Finn stood, and I followed suit. “Like I said, we’ll let the police sort this out.”
“I’m begging you,” Landry said. “You don’t have any reason to care about me, but I know you care about this town and this school. Another scandal will destroy the whole community.”
Finn stepped aside to allow me to leave ahead of him, but I stopped in the doorway and stared down Landry. “You’re underestimating the strength of this town,” I said. “Ain’t nothing you can throw at us that will destroy us.”
I left then, with Finn hot on my heels.
When we reached the parking lot, I spun around to face Finn.
“You’re not going to let him skate on this, are you?”
“Oh, hell no,” Finn replied. “I’ll wait until after the benefit for Bryan, so that Landry can help drum up money and Cal’s family can have an evening of peace.”
He tipped back his head, and I almost gasped at the rage in Finn’s eyes. Rage and pain.
“But after the benefit, I’m gonna nail that jerk to the wall for what he did to Emily.”
chapter 21
I
’d never thought of Alice as the swooning type, but when Kyle confidently declared he could hack into the Dickerson i-Cash system, she came darn close.
Finn gave the kid a high five.
“I’m gonna pretend I didn’t hear any of that,” I said. “This is supposed to be your wholesome activity, working at the A-la-mode to keep you out of trouble. Your mama would have my hide if she knew I was contributing to your delinquency.”

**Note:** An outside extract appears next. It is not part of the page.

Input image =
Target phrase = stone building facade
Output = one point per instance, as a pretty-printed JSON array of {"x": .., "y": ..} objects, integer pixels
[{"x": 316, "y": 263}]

Kyle smirked. “Even if you told my mom what I did, she wouldn’t understand.”
I felt a pang of sympathy for his mom. I didn’t understand one hundred percent what he planned to do, but I knew it couldn’t possibly be legal.
“I’m going to need a faster connection than McKlesky and Howard’s crappy open Wi-Fi network. We’ve got good service at home.”
“I’m coming with you,” Alice said.
“Nuh-uh. You’re not going anywhere,” Bree said. “At least, not without me.”
Kyle looked nervously between Bree and Alice. He’d witnessed their verbal brawls before, and I could tell he didn’t much fancy being caught in the middle of one.